My cart is loaded to the max and I take the elevator down to street level. The carts can't leave the building, and I still need to single-handedly schlep my wares from the exit to the taxi rank. I try desperately to do it in one trip but it cannot be done; I ask the security guard to watch my Mr. Coffee and few remaining bags as I head out; I have about 4% confidence Mr. Coffee will be there when I return. For the 100th time this weekend I curse my lack of helpful domestic partner. As I run out the exit, it starts to pour.

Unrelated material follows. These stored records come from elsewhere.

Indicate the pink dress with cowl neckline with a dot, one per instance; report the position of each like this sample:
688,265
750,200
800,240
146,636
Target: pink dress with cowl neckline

A Gypsy Cab driver approaches me and asks if I need a cab. He helps me go back for my bags and we load all of my purchases into his Bronco. I make to get into the backseat. "You want to ride in the back, don't you want to ride in the front with me?" Shrugging, I hop into the front. I'm a friendly girl. "That's it. Roll in the front with me, baby. This is how we do it."
I start talking with my Cabbie who has a thick Caribbean accent. He says something, but I'm pretty sure I've misheard him, so I ignore it. He says it again. "You sound like a Black lady."

"I sound like a Black Lady?" I repeat, laughing. I am highly complimented by this.

"I have this boss. He's Italian, but he acts like he's a Black man."

"Oh, well, that settles it. I'm Italian." I can only imagine how thrilled my father would be with this guy's theory that Italians are emulating Black-Americans. The Cabbie says something else but the only word I can make out is "weed".

"No Thanks, " I say, figuring he has offered to hook me up. Seriously, where do I find these people? I have always prided myself on being able to get on with anyone, I think it's really one of my best qualities. But it always kind of amazes me, here I am, the littlest white girl ever, riding in a Bronco with some guy, I've got a Mr. Coffee and an Ironing Board in the back, there's a raging thunderstorm outside, we're eating mini-Twix bars in the front, he says I sound like a Sista, he's offering me a drug hook-up and now he says, "My boss, he's Italian, but he smokes a lot of weed."

I actually don't know what to say to that.

I get home and we both get soaking wet as he helps me with my bags. I give him ten bucks and he says he enjoyed driving me, he tells me to look for him and he gives me his schedule. I ask his name. I now have two very worthy choices any time I need a ride home from Target.

I spend the rest of the night dancing in my kitchen to The Magnetic Fields and ironing. After my joy ride with Alan, I feel a little less lonely.